Wednesday, December 30, 2015

i went to the movies

"The real problem has far less to do with what is really out there than it does with our resistance to finding out what is really out there.  The suffering comes from our reluctance to learn to walk in the dark."
Yesterday I did something really brave.  I was offered a chance to conquer my fear.  I've been offered chances like these off and on for the past few years and I've always declined.  But something felt different this time.  It felt less scary.  And there was something inside of me that thought maybe I can do this.  I went back and forth several times, but I ended up saying yes.

I went to the movies.
"When we run from darkness, how much do we really know about what we are running from?  If we turn away from darkness on principle, doing everything we can to avoid it because there is simply no telling what it contains, isn't there a chance that what we are running from is God?"
When you have a panic attack followed by painful anxiety, everything related to the onset becomes a trigger.  At least that's how it was for me.  Every piece of that day turned grey and joyless.  The things themselves did not scare me but the association that those things had with the anxiety terrified me.
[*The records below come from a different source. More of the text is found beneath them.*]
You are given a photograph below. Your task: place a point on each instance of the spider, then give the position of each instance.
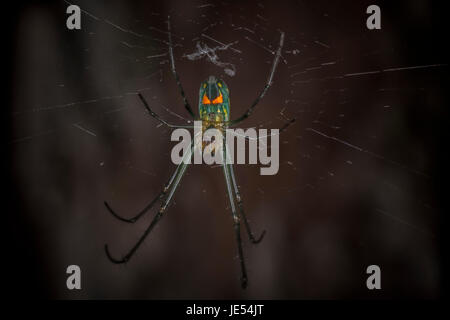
(214, 109)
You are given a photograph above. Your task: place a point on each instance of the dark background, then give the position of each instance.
(361, 177)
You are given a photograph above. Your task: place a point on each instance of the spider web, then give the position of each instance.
(355, 169)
I was in a movie theater on July 20, 2012 when I had the panic attack, so I stopped going to movies.  I was watching "The Dark Knight Rises" so almost everything Batman related, especially Bane and his voice, made (and kind of still make) me shutter.  It all happened on a weekend, so for several months, I dreaded weekends and my anxiety was sky high every Saturday.  Duke was being watched by someone else (that someone else was Sara so it was the best someone else, but still someone else), so any time we left Duke in the months following there were lots of pep talks, prayers, and encouragement from Colt involved.  We went to Fuzzy's downtown before the movie and I just recently went to Fuzzy's in Norman for the first time since.  Everything from that day became dark and full of fear.
"For good or ill, no one can do your work for you while you are in this dark place.  It has your name all over it, and the only way out is through." 
Everything that anxiety slithers its way into changes from that point on.  Everything it touches becomes something different.  Things you used to love turn into things that only bring you pain.
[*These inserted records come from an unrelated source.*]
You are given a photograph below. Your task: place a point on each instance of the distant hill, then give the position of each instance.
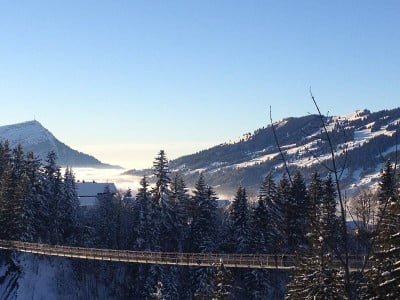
(368, 138)
(34, 137)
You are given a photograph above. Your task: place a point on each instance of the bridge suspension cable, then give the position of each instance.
(255, 261)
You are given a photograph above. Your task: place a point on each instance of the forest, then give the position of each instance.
(39, 204)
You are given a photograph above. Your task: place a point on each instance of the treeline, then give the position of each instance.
(37, 203)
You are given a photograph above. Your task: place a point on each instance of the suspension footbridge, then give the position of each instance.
(255, 261)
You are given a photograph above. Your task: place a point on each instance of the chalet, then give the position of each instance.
(89, 191)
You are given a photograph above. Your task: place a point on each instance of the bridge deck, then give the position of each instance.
(256, 261)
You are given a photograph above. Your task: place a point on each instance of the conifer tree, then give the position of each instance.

But I said yes last night.

It had been 3.5 years since I'd been in a movie theater.  I stepped up to buy my ticket and I thought to myself I don't even remember what the price for a movie ticket is.  I forgot that the actual movie wouldn't start at 7:15 p.m. but that the previews would start then.  About 15 minutes into the movie, I remembered that there was a cup holder for my drink.  I had been bending down to grab my coke each time I wanted a sip.  I guess 3.5 years away was a bit significant.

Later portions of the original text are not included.